Drogue : Le Guen réclame des salles de shoot à Paris

Le nombre de seringues utilisées dans les distributeurs aurait augmenté de 7% par rapport à 2011, selon le député PS Jean-Marie Le Guen.
Le nombre de seringues utilisées dans les distributeurs aurait augmenté de 7% par rapport à 2011, selon le député PS Jean-Marie Le Guen. (CASTELLO-FERBOS / GODONG / AFP)

Le député PS relance le débat dans un entretien au Parisien, mercredi.

SOCIETE - Le débat est relancé par Jean-Marie Le Guen. Le député PS de Paris et maire adjoint à la santé publique demande la création de salles d'injection de drogue pour lutter contre l'augmentation de la consommation d'héroïne dans la capitale, dans un entretien au Parisien/Aujourd'hui en France, mercredi 29 août. 

"Aujourd'hui il y a une urgence, estime-t-il. Le nombre de seringues utilisées dans les distributeurs automatiques progresse de 7% au premier semestre 2012 par rapport à la même époque en 2011 et les personnels des associations trouvent davantage de seringues dans les rues."

Des lieux encadrés par des professionnels de santé

Face à ce fléau, il propose donc de créer des lieux réservés à la prise de drogue, qui accueilleront les toxicomanes, le plus souvent héroïnomanes, désireux de se faire une injection. Selon Jean-Marie Le Guen, ces lieux permettront d'améliorer la sécurité dans certains quartiers. "Je préfère que les gens lourdement précaires et toxicomanes consomment de la drogue dans des salles dédiées plutôt qu'ils se piquent dans une cage d'escalier ou dans la rue, comme c'est le cas actuellement." 

Des personnels de santé prendraient en charge les toxicomanes, "afin que l'on puisse garder un contact avec eux et les accompagner vers un sevrage".  L'élu, qui est également médecin, précise que "l'Etat ne doit pas fournir la drogue, le deal doit être interdit". De telles salles existent déjà dans plusieurs pays, dont la Suisse et l'Allemagne. 

Un dispositif réclamé dans plusieurs villes

Jean-Marie Le Guen rappelle que "François Hollande avait fait part pendant la campagne présidentielle de son intérêt pour ce genre d'expérimentation". "A Paris, nous sommes prêts à monter très rapidement une ou plusieurs de ces salles", annonce l'élu. "Marseille, Toulouse et Saint-Denis notamment sont des villes elles aussi intéressées."

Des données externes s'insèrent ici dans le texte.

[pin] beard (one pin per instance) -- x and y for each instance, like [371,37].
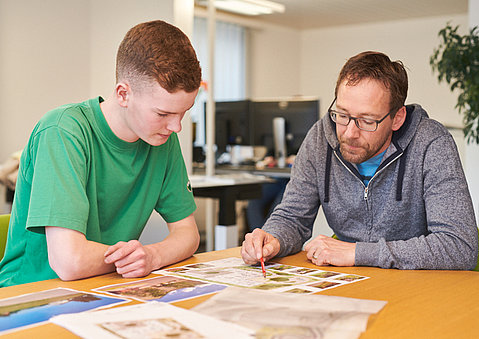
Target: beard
[356,152]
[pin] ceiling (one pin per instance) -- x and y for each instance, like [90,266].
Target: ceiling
[306,14]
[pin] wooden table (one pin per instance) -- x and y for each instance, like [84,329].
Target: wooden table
[421,304]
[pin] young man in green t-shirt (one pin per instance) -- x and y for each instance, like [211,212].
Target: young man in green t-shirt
[92,173]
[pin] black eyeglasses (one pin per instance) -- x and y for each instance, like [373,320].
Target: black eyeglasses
[364,124]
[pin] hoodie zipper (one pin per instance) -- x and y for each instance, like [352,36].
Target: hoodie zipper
[366,188]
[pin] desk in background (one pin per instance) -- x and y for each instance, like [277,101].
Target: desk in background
[421,304]
[227,189]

Le maire PS des 1er et 7arrondissements de Marseille, Patrick Mennucci, a lui aussi réclamé ces salles en s'adressant sur Twitter à la ministre de la Santé, Marisol Touraine.

Ces lieux restent controversés

Le vice-président du Front national, Florian Philippot, estime dans un communiqué que la mesure "constituerait une brèche dans le bannissement de la consommation de la drogue dans notre pays, alors que ses ravages sont plus importants que jamais selon les experts".

"Ils sont devenus fous", écrit Camille Bedin, secrétaire nationale UMP à l'égalité des chances, dans un communiqué. Selon elle, ouvrir ces salles de consommation de drogue, "c'est banaliser l'usage et c'est légaliser la consommation des drogues les plus dures et cela aux frais des contribuables." 

En 2010, les salles de shoot avaient déjà fait débat en France. Ministre de la Santé à l'époque, Roselyne Bachelot avait montré son intérêt pour ce type de lieux. Mais le Premier ministre, François Fillon, s'y était opposé, jugeant leur mise en place "ni utile ni souhaitable".